Note that $\ \color{#c00}{23^{\large 24^{\Large 25^{\ \cdot^{\ \cdot^{\ \cdot}}}}}\!\!\!\! =\, 1\!+\!4N}\ $ by $\bmod 4\!:\ 23^{2K}\!\equiv (-1)^{2K}\equiv 1$

$\begin{align} \Rightarrow\ 22^{\smash[t]{\color{#c00}{23^{\large 24^{\Large 25^{\ \cdot^{\ \cdot^{\ \cdot}}}}}}}}\!\!\!\!\!\!\!\!\!\bmod 10 &\,=\, 22^{\color{#c00}{1+4N}}\bmod 10,\ \ \text{so factoring out $2$ by }\rm\color{#90f}{MDL}\ (below) \\[.4em] &\,=\, 2\! \underbrace{(\color{#0a0}2^{\color{#0a0}4N} 11^{1+4N})}_{\textstyle\equiv \color{#0a0}1^N\ 1^{\,1+4N}\!\!\pmod{\!5}\!\!\!\!\!\!\!\!\!\!\!\!\!\!\!\!\!\!}\!\! \bmod 5\, =\, 2\end{align}$

using: $\ ab\bmod ac\,=\, a(b\bmod c),\,$ the $\!\bmod\!$ Distributive Law $ = \rm\color{#90f}{MDL}$

Remark $ $ We chose to evaluate the $\rm\color{#c00}{exponent} \bmod 4\,$ because after pulling out the factor $\,2\,$ via MDL we are left with modulus $5,\,$ and $\, a^4\equiv 1\pmod {\!5}\,$ when $\,5\nmid a\,$ (by Fermat or Euler or directly).
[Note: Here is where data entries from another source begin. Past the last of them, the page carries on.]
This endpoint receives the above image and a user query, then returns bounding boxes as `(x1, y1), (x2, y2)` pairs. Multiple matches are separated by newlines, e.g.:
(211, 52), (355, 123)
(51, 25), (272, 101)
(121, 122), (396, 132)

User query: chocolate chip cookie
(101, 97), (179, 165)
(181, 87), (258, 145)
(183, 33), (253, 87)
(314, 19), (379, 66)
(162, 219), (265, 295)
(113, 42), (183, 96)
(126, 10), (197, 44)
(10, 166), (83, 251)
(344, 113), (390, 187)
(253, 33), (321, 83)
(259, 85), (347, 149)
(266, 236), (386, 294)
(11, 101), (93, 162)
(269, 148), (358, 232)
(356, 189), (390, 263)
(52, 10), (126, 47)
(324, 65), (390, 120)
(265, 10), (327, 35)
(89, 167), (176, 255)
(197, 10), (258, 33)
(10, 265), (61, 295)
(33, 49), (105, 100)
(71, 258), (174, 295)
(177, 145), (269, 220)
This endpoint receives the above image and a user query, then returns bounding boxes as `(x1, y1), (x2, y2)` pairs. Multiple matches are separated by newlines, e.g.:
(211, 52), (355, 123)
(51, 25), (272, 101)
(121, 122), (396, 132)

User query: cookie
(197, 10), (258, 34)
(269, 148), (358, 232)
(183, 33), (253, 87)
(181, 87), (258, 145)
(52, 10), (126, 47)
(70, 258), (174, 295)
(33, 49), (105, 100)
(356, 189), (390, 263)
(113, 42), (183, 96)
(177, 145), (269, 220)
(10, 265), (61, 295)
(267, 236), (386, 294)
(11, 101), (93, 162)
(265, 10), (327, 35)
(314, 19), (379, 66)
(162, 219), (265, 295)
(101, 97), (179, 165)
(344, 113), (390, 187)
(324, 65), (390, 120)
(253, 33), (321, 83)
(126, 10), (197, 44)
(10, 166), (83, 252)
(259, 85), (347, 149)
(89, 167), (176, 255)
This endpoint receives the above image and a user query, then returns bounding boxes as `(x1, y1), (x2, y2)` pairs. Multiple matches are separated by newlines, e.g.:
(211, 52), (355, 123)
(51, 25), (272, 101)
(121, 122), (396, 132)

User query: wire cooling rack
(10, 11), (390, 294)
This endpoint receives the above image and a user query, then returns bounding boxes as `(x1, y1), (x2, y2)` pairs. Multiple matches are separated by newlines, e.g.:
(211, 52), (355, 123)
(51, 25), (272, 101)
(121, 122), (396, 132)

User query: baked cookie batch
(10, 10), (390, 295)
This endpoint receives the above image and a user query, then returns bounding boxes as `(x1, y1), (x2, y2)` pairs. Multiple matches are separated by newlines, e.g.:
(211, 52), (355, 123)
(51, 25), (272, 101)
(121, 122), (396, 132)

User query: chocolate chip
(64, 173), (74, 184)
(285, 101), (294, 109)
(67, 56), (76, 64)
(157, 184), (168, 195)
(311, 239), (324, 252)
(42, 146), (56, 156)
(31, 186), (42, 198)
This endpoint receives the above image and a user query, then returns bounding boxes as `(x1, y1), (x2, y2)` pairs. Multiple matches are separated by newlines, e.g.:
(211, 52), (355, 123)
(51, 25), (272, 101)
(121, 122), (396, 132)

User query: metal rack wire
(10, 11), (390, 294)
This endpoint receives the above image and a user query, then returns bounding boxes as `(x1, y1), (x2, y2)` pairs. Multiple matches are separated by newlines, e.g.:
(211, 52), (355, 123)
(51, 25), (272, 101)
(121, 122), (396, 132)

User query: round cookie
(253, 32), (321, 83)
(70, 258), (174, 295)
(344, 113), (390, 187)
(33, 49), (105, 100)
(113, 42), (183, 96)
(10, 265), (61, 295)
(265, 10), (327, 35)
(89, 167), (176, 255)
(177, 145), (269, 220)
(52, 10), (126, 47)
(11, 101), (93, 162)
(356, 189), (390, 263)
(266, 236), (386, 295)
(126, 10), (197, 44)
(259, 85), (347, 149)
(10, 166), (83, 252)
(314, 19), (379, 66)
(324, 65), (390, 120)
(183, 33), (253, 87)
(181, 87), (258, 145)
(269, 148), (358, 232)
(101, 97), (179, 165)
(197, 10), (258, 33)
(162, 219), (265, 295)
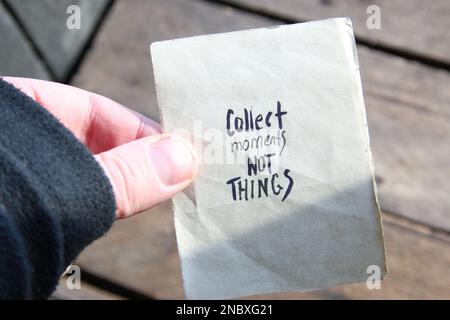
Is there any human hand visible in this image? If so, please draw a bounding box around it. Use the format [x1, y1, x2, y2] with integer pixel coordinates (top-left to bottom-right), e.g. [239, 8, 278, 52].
[3, 77, 195, 218]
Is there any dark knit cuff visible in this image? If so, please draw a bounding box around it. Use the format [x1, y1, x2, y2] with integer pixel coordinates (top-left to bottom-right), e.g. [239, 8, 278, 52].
[0, 79, 116, 298]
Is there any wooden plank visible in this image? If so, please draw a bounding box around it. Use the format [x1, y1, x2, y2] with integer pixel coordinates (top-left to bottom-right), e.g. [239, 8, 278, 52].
[5, 0, 110, 80]
[74, 0, 450, 299]
[75, 0, 450, 230]
[220, 0, 450, 65]
[49, 278, 124, 300]
[0, 2, 48, 79]
[77, 207, 450, 299]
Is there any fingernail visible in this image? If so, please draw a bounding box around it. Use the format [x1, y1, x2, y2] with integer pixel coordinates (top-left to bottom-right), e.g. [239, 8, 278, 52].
[150, 137, 194, 186]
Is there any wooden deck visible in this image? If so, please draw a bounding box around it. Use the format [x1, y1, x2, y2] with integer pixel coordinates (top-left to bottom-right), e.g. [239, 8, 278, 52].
[0, 0, 450, 299]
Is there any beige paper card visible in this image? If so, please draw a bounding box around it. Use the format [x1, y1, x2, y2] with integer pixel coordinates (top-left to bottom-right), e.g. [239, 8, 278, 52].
[151, 18, 386, 299]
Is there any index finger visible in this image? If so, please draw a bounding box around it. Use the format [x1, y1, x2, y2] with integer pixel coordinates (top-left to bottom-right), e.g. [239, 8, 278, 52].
[3, 77, 161, 153]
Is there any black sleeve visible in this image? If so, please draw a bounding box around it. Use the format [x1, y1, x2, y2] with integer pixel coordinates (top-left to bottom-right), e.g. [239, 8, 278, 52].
[0, 79, 116, 299]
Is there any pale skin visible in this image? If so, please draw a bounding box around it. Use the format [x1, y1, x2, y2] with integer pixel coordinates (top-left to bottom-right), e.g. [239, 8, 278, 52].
[3, 77, 196, 219]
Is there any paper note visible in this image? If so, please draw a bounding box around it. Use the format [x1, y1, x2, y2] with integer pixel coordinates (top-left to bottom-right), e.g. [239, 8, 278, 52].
[151, 18, 386, 299]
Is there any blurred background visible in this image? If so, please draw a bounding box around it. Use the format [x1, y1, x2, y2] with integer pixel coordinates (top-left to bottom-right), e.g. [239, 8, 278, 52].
[0, 0, 450, 299]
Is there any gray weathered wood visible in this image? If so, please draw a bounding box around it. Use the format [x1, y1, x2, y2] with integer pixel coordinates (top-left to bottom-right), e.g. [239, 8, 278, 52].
[0, 2, 48, 79]
[5, 0, 110, 80]
[49, 278, 124, 300]
[225, 0, 450, 64]
[74, 0, 450, 299]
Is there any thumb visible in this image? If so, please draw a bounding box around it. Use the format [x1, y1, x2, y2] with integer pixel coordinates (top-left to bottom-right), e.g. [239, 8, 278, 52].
[94, 135, 195, 218]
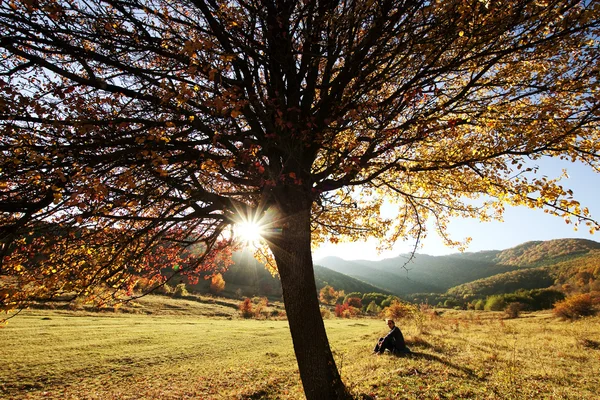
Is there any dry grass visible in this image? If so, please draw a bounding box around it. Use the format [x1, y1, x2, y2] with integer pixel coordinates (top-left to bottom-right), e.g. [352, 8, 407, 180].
[0, 300, 600, 399]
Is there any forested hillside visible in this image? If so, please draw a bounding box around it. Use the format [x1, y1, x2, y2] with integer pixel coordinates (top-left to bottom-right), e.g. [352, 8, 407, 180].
[174, 239, 600, 304]
[319, 239, 600, 298]
[494, 239, 600, 267]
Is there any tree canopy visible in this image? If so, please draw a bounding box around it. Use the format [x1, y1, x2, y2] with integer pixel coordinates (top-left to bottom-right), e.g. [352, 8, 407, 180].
[0, 0, 600, 398]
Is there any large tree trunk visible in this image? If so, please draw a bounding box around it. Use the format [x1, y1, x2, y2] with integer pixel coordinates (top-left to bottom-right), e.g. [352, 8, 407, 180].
[269, 208, 352, 400]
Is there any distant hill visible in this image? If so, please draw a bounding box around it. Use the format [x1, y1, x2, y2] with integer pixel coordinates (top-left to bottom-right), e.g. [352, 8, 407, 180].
[446, 266, 557, 298]
[446, 247, 600, 297]
[494, 239, 600, 267]
[178, 251, 391, 297]
[175, 239, 600, 298]
[317, 239, 600, 296]
[317, 254, 517, 296]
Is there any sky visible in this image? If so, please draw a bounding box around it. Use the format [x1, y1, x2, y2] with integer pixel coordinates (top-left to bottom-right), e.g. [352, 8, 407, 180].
[313, 160, 600, 260]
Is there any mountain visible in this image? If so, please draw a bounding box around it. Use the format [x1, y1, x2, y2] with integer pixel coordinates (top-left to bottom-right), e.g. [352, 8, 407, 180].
[174, 251, 391, 297]
[317, 239, 600, 296]
[179, 239, 600, 298]
[494, 239, 600, 267]
[317, 254, 517, 296]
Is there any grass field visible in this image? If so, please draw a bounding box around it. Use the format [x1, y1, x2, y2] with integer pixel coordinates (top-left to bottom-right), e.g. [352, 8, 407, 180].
[0, 296, 600, 399]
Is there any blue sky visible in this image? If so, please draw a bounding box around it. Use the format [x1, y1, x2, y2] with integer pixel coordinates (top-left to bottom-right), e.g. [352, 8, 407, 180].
[313, 160, 600, 260]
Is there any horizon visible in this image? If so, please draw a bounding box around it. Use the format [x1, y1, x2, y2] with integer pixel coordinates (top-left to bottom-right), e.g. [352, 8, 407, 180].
[313, 159, 600, 261]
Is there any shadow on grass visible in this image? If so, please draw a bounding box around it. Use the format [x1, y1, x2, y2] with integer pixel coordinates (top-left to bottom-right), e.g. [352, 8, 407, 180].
[394, 351, 481, 380]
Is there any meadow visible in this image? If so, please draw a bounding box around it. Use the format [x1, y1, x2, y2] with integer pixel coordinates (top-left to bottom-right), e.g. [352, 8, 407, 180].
[0, 296, 600, 399]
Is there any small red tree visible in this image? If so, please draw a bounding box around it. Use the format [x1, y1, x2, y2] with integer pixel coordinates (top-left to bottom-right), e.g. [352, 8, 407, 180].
[238, 297, 254, 318]
[319, 285, 338, 304]
[210, 274, 225, 294]
[347, 297, 362, 308]
[552, 293, 598, 319]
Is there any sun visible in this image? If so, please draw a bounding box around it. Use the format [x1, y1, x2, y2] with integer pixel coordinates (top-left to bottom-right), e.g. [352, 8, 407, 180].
[234, 221, 263, 245]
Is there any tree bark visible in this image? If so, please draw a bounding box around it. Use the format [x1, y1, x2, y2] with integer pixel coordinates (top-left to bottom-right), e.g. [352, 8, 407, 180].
[269, 208, 352, 400]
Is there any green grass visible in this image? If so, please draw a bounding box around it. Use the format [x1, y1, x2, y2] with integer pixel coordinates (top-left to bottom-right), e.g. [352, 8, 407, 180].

Therefore it suffices to consider the exponent $\bmod 4\,$ upon applying modular order reduction. Applied recursively, the same idea suffices to handle arbitrary modular exponent towers.

Answer 2

Considering the exponent of $23$, we see that it is a multiple of $4$, and that $23^{4n}\equiv 1\mod{8}$. So the whole expression is $22^k$ where $k\equiv 1\mod{8}$, and thus the last digit is $2$.